Florence makes land at Wrightsville Beach

Hurricane Florence is making landfall in North Carolina, creeping ashore at 6 mph – but bringing winds of 90 mph, a massive storm surge, and a rain system that will soak much of the state and South Carolina for days. Forecasters warn of “life –threatening, catastrophic flash flooding”.

Historic City News has been tracking Florence’s eyewall as it reached shore near Wilmington, N.C., just before 6:00 a.m. ET Friday morning; more than an hour and a half later, the National Hurricane Center announced that it had “finally” made landfall near Wrightsville Beach, with 7:15 a.m. the official time of arrival.

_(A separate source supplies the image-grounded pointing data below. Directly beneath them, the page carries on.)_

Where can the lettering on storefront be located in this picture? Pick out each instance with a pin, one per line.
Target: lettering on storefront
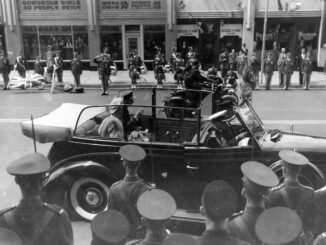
(132, 5)
(231, 30)
(65, 5)
(187, 30)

The news came more than 10 hours after the storm began punishing the coastal area with sustained hurricane force winds, the hurricane center said.

Because of the slow speed at which the storm is moving, its landfall — when the center of its eye moves over land — was reported to be imminent for at least an hour Friday morning.

The storm has forced hundreds of thousands of people to flee from its path. And even before officially making landfall, it had already caused more than 320,000 power outages that were reported in North Carolina, with nearly 4,400 more in South Carolina.

  • Wind gusts of up to 100 mph were reported at Cape Fear Community College in Wilmington, the hurricane center said. At the city’s airport, the wind was gusting at 91 mph.

Florence arrived at the Carolina coast as a Category 1 storm – its 90 mph sustained winds far below the fearsome 150 mph that it packed just days ago. But forecasters say Florence’s biggest threat, as with all hurricanes, lies in its water: a storm surge of up to 11 feet, and rainfall that will trigger catastrophic flooding.

“A USGS gauge in Emerald Isle, North Carolina, recently recorded 6.1 feet above normal water levels,” the National Hurricane Center said, in its 7:00 a.m. EST update.

National Hurricane Center

After it makes landfall, the storm is expected to move to the west, bringing its high winds and intense rain bands across the southeast corner of North Carolina and into South Carolina.

For people who left their homes, sought refuge in a shelter or are hunkering down, the weather service has bad news: after creeping inland, Florence “is expected to slow down even more today and tonight.”

  • By 2:00 p.m. on Saturday, the storm won’t even be halfway across South Carolina, forecasters say. The fear is that during that slow march west, it’ll drop torrential rains, flooding low-lying areas and overwhelming rivers.

This landfall has been a long time coming: The hurricane arrived more than two weeks after the National Hurricane Center issued its first advisory for the storm. That advisory came out on August 30, when Florence was developing near the Cabo Verde Islands across the Atlantic. Its designation then was “potential tropical cyclone six”.